İkinci soru, konsolosluğun konutunda da arama yapılacak. Ne zaman? 16 Ekim’de. 15 Ekim’de konsoloslukta, 16 Ekim’de konsolosun evine. Şu garip işe bakın, ayın 16’sında konsolos elini kolunu sallayarak uçağı binip Suudi Arabistan’a gidiyor. Konsolos Suudi Arabistan’a giderken niçin müdahale edilmedi? Bir cinayetin, hunharca işlenen bir cinayetin ya faili veya tanığı, neden serbest bırakıldı? Efendim dokunulmazlığı var diyorlar. Hikâye, dokunulmazlığı yok. Niye dokunulmazlığı yok? 1963 tarihli konsolosluk ilişkileri hakkında Viyana Sözleşmesinde açık ve net hüküm var 41.maddesinde. Aynen okuyorum: “Konsolosluk memurlarının tutuklanmaları veya gözaltına alınmaları, ancak ağır bir suç halinde ve yetkili adli makamın kararıyla olur.” Bir cinayet işlenmiş, bundan daha ağır suç olur mu? Niye serbest bırakıyorsunuz. Kimden izin alıp gitti, hangi gerekçeyle gitti? Bu soruların cevabını biz bekliyoruz. Üfürmek kolay, asarız keseriz demek kolay. Sen iktidar makamındasın, ülkeyi yönetiyorsun, ülkeyi haysiyet içinde yöneteceksin, Türkiye’nin itibarını ve onurunu koruyarak yöneteceksin.
KUŞ DEĞİL, KATİLLER UÇTU
17 Ekim, başdanışman açıklama yapıyor. Diyor ki, “Erdoğan’ın kraliyet ailesiyle dostluğunu gösterip, olayı fazla deşelemeden - dikkatinizi çekerim, olayı fazla deşelemeden - aksine iyi niyetle adımlar atarak Kral Salman’a yardımcı oluyor.” Ortada cinayet işlenmiş, masum bir insan öldürülmüş. Nasıl oluyor da siz olayı deşelemeden bir şeyler yapmaya çalışıyorsunuz. Suçluluklarını açık ve net itiraf ediyorlar.
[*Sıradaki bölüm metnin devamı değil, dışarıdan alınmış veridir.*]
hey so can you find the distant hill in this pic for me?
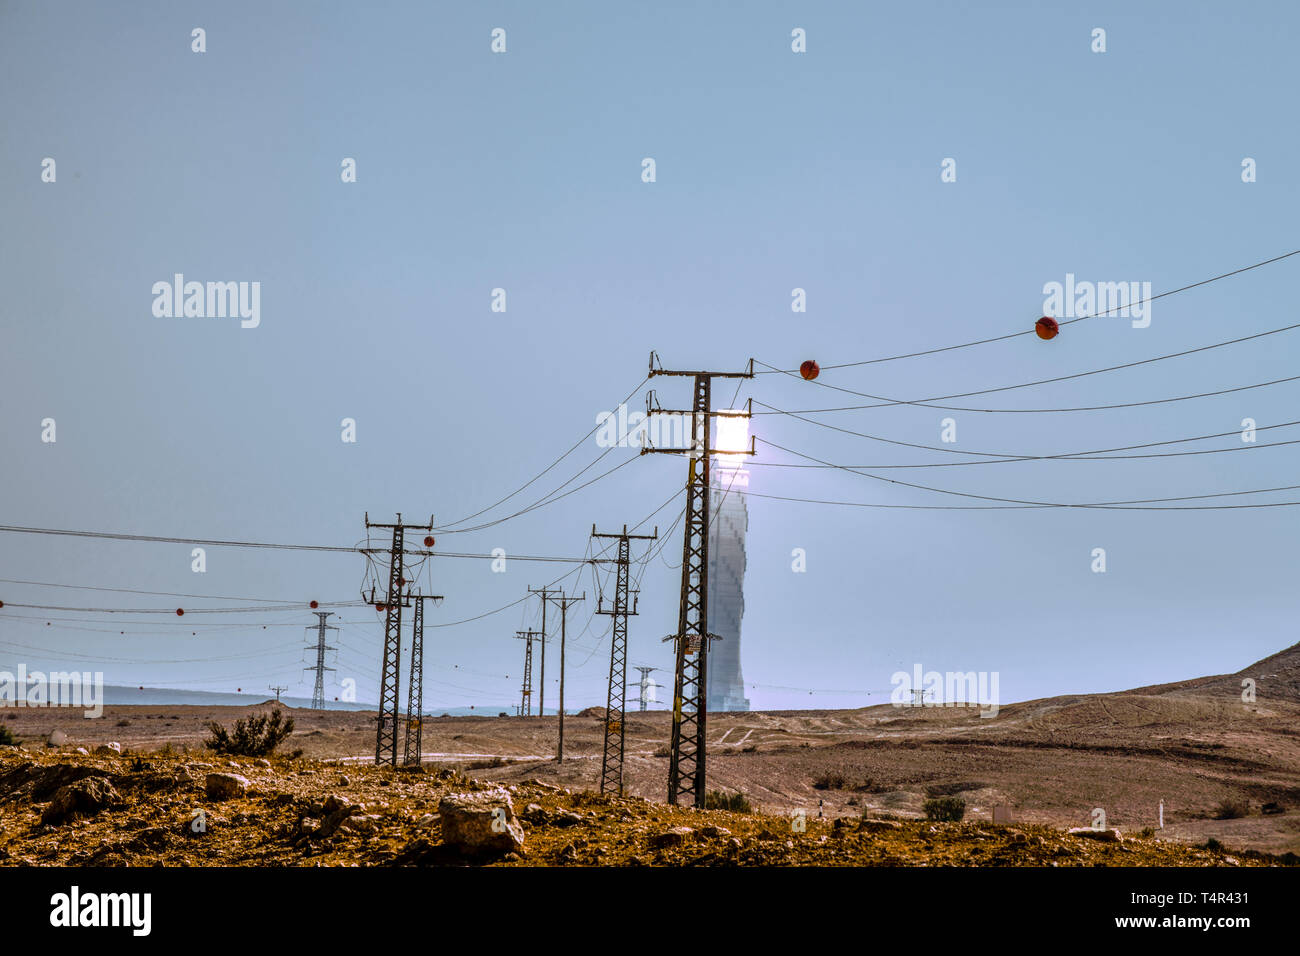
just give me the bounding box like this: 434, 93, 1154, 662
1123, 641, 1300, 703
102, 685, 511, 716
Değerli arkadaşlarım, bakın Cemal Kaşıkçı’yı öldürmek üzere, öldürmek amacıyla Suudi Arabistan’dan ekip geliyor, konsolosluğa yerleşiyor. Cemal Kaşıkçı konsolosluğa geldiği zaman öldürülüyor, dünya medyasına yansıyor, herkes öldürüldüğü konusunda artık ittifak ediyor görüş birliği var. Peki, ne oluyor arkadan? Öldürenlerin tamamı elini kolunu sallayarak Türkiye’den ayrılıyor. Bakın diyor ki, “cinayeti işledikleri düşünülen 15 kişilik timden 13 kişi 18.30 ve 22.45 saatlerinde kalkan özel jetlerle iki kişi ise gece yarısından sonra kalkın tarifeli uçakla Suudi Arabistan’a gittiler” diyor. Katiller herkesin gözünün önünde, iktidar sahiplerinin gözünün önünde Türkiye’de özel uçaklara ve normal uçağa binerek Türkiye’den ayrılıyorlar.
Ne diyordu Yasin Aktay BBC’ye yaptığı açıklamada? “Kısa bir süre içerisinde bütün makamlar olaydan haberdar oldular ve hemen gereken tedbirler alındı, havaalanında kuş uçsa artık tespit edilecek bir noktaya gelindi.” Kuş değil, katiller uçtu.
PARA YÜZÜNDEN KATİLLERİ SERBEST BIRAKTILAR
Bu ne anlama geliyor? Şu anlama geliyor: Devasa, onurlu, haysiyetli Türkiye Cumhuriyeti Devleti bir çadır devletine dönmüş durumda. Gidin diyorlar Türkiye’de cinayet işleyebilirsiniz, insan öldürebilirsiniz, kimse size dokunmaz, elinizi kolunuzu sallayarak yurtdışına gidebilirsiniz. Bugün diyor ki beyefendi, “efendim cinayet Türkiye’de işlendi, İstanbul’da işlendi, failler İstanbul’da yargılansın”. Beyefendi, onlar senin gözünün önünde ve senin himayende yurtdışına çıktılar!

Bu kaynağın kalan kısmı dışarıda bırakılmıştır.